MIZUE SAWANO (JAPAN/US):

TOKYO—NEW YORK—PARIS

July 16 - August 29, 2025

Sapar Contemporary is thrilled to present the gallery’s first solo show of Japanese-American artist Mizue Sawano (b. 1941, Japan). Included in the exhibition are her signature works that showcase her engagement with the figure that began in the 1950s in Paris and her life-long dialogue with nature. In describing Sawano’s Water Lilies series, curator and Asia scholar Alexandra Munroe states, “Multilayered in form, structure, and color, Sawano’s Water Lilies simulate the optical dynamism of nature’s temporal phenomena, capturing the sensual immediacy of time and site, of the very substance of light, water, and blooms.” The series of Sakura or Cherry Blossom paintings, which depict a cherished subject of Japanese painting and poetry, began in the 1980s. Munroe, who believes the Cherry Blossom series to be undoubtedly the most important works of her career describes Sawano's approach:  What is challenging  is that she perceives sakura as a metaphor of nature’s abiding power rather than of its ephemerality.

Mizue Sawano (b. 1941, Moriguchi, Osaka Prefecture), the daughter of a well-known novelist and journalist, is a Japanese American painter whose studio practice spans over five decades, traversing Tokyo, Paris, and New York. Sawano's work explores the poetics of the natural world through a contemporary lens, often engaging with natural motifs primarily in oil paint.

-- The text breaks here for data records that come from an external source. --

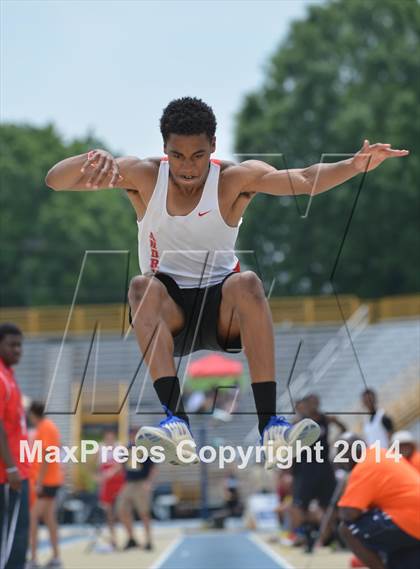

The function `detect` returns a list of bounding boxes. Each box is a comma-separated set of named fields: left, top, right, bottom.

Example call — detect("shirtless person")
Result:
left=45, top=97, right=408, bottom=468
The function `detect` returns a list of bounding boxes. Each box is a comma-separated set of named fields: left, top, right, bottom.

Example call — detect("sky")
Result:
left=1, top=0, right=319, bottom=159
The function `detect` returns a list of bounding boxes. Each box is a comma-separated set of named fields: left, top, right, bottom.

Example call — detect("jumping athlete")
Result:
left=45, top=97, right=409, bottom=468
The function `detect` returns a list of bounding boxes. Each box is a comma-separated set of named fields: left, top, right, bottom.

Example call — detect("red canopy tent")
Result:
left=187, top=354, right=244, bottom=390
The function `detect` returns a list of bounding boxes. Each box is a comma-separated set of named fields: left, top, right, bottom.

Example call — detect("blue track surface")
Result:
left=157, top=532, right=287, bottom=569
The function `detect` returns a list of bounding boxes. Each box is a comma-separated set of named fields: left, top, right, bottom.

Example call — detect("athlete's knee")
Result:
left=128, top=275, right=165, bottom=305
left=338, top=521, right=351, bottom=542
left=236, top=271, right=266, bottom=302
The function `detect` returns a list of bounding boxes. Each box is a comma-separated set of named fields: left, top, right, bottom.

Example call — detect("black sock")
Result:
left=153, top=376, right=190, bottom=425
left=251, top=381, right=277, bottom=435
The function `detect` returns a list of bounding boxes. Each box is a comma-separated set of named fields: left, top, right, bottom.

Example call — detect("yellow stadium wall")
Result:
left=0, top=294, right=419, bottom=335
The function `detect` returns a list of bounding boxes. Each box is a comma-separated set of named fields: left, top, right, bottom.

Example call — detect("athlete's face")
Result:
left=28, top=411, right=41, bottom=427
left=399, top=442, right=415, bottom=459
left=0, top=333, right=22, bottom=366
left=164, top=133, right=216, bottom=190
left=362, top=391, right=376, bottom=412
left=306, top=394, right=320, bottom=414
left=103, top=431, right=117, bottom=445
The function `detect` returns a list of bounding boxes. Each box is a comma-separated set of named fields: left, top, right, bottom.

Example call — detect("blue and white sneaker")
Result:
left=262, top=415, right=321, bottom=470
left=135, top=410, right=199, bottom=466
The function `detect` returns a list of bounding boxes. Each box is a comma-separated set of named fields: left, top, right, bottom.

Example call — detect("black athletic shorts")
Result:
left=38, top=485, right=61, bottom=499
left=129, top=271, right=242, bottom=357
left=345, top=509, right=420, bottom=569
left=293, top=465, right=336, bottom=510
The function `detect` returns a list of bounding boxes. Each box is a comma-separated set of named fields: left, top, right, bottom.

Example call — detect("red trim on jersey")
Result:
left=160, top=157, right=220, bottom=164
left=233, top=260, right=240, bottom=273
left=149, top=231, right=159, bottom=272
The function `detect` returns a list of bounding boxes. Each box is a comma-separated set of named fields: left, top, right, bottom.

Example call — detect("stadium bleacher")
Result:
left=13, top=312, right=419, bottom=509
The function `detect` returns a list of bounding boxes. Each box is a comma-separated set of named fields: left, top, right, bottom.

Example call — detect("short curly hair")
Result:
left=0, top=322, right=22, bottom=342
left=29, top=400, right=45, bottom=418
left=160, top=97, right=217, bottom=142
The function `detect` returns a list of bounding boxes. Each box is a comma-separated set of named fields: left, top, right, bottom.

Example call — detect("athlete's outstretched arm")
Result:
left=45, top=149, right=140, bottom=191
left=239, top=140, right=409, bottom=197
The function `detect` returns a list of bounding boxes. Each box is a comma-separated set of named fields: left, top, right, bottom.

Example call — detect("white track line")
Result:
left=150, top=535, right=184, bottom=569
left=247, top=533, right=295, bottom=569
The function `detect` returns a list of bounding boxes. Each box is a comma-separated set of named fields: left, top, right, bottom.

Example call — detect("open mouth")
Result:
left=178, top=175, right=199, bottom=184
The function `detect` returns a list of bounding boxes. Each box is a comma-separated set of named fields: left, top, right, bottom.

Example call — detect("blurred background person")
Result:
left=361, top=389, right=394, bottom=448
left=0, top=323, right=30, bottom=569
left=117, top=428, right=157, bottom=551
left=291, top=394, right=346, bottom=551
left=391, top=431, right=420, bottom=473
left=27, top=400, right=64, bottom=569
left=338, top=433, right=420, bottom=569
left=223, top=466, right=242, bottom=518
left=97, top=429, right=125, bottom=550
left=275, top=469, right=294, bottom=541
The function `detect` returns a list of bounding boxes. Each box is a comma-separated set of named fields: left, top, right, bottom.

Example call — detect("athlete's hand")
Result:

Trained in both Japanese and Western art traditions, Sawano earned her BFA and MFA from Tokyo National University of Fine Arts and Music before receiving a French government scholarship in 1966 to study under Maurice Brianchon at the École des Beaux-Arts in Paris. She relocated to New York in 1969, where she continued her studies at the Art Students League under a Merit Scholarship and established a long-term studio practice. Through her extensive studio practice, Alexandra Munroe, observes that Sawano “focused on figures and landscapes in an increasingly free and fluid manner, moving farther yet from realist towards abstract forms”.

Sawano has exhibited widely in both solo and group exhibitions in the United States, Japan, and internationally, including presentations in Tokyo, Washington, D.C., Mexico City, and Morocco. Her work is held in both public and private collections. Sawano has exhibited at the National Museum of Women in the Arts in Washington, D.C., the Edwin O. Reischauer Institute of Japanese Studies at Harvard University, and the Brooklyn Botanic Garden as well as many others. She has also completed major public commissions in Morocco through the Assilah Forum Foundation. Over the years, Sawano has been recognized for her contribution to cross-cultural artistic dialogue, particularly between the U.S. and Japan, and is a recipient of multiple honors, including “Artist of the Year” at the 1974 Mitsukoshi Emerging Artists Exhibition in Tokyo.